Hemp paper are paper varieties consisting exclusively or to a large extent from pulp obtained from fibers of industrial hemp. The products are mainly specialty papers such as cigarette paper,banknotes and technical filter papers.

A Global Industry with Major Sustainability Implications

Paper made from hemp has been produced for millennia, and was widely used in many countries. Starting in the 1800s, however, rediscovered papermaking techniques that employed ground-down tree fibers, combined with a bleaching and softening process for wood pulp, led to the birth of the modern wood paper industry.

Since that time, wood pulp and paper manufacturing has evolved into one of the world’s largest industrial sectors, with a global market value of nearly $350 billion in 2020, according to the research firm Statista.

A Shift Away from Wood Pulp

Hemp industry stakeholders and advocates, meanwhile, say hemp paper is a renewable resource with a much smaller environmental impact than its wood counterpart.

Western States Hemp, which describes itself as Nevada’s largest hemp grower, notes on its website that an acre of hemp grows to full maturity in three to four months, and can produce as much paper as four acres of trees, while trees can take years, if not decades, before they can be harvested for paper.

Relearning Hemp Paper Manufacturing Technologies

As in other hemp product manufacturing verticals, previously-developed techniques and technologies faded away when hemp was outlawed in the U.S. nearly a century ago. Now, stakeholders in the hemp paper industry are having to relearn a lot of the processes needed to create the best hemp paper products possible.

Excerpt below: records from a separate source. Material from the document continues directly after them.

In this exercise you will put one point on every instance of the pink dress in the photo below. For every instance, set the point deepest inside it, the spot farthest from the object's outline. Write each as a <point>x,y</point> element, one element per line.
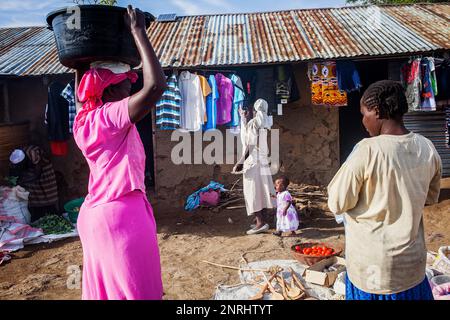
<point>116,224</point>
<point>290,221</point>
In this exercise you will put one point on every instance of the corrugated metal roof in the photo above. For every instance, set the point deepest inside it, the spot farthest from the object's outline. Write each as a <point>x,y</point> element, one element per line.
<point>259,38</point>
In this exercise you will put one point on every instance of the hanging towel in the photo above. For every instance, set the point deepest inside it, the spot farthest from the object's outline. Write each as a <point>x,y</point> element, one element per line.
<point>193,201</point>
<point>410,75</point>
<point>168,108</point>
<point>428,103</point>
<point>69,94</point>
<point>348,76</point>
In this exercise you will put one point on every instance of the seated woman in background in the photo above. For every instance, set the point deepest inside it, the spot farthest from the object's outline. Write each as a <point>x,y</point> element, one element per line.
<point>35,173</point>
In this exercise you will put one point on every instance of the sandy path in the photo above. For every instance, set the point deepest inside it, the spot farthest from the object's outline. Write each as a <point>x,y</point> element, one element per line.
<point>40,271</point>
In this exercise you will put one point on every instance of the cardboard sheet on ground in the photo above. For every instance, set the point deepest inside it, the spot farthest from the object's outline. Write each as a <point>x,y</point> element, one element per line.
<point>245,290</point>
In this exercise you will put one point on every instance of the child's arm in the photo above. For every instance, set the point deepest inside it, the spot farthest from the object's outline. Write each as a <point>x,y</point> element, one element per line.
<point>287,207</point>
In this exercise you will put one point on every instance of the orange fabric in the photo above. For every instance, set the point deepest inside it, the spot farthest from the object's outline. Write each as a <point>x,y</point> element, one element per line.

“We never got the recipes from yesteryear, and so we‘ve been doing trial and error,” said Ed Lehrburger. He told Hemp Benchmarks his firm has its own decortication facility and is developing new processes to use hemp hurd, the woody inner section of the hemp stalk. While hemp hurd makes up about 70% of the usable fibers found in industrial hemp, it has been considered best used for construction, animal bedding, and plastic products. In contrast, the plant’s outer bast fibers have been recognized for their uses in textiles and other industries.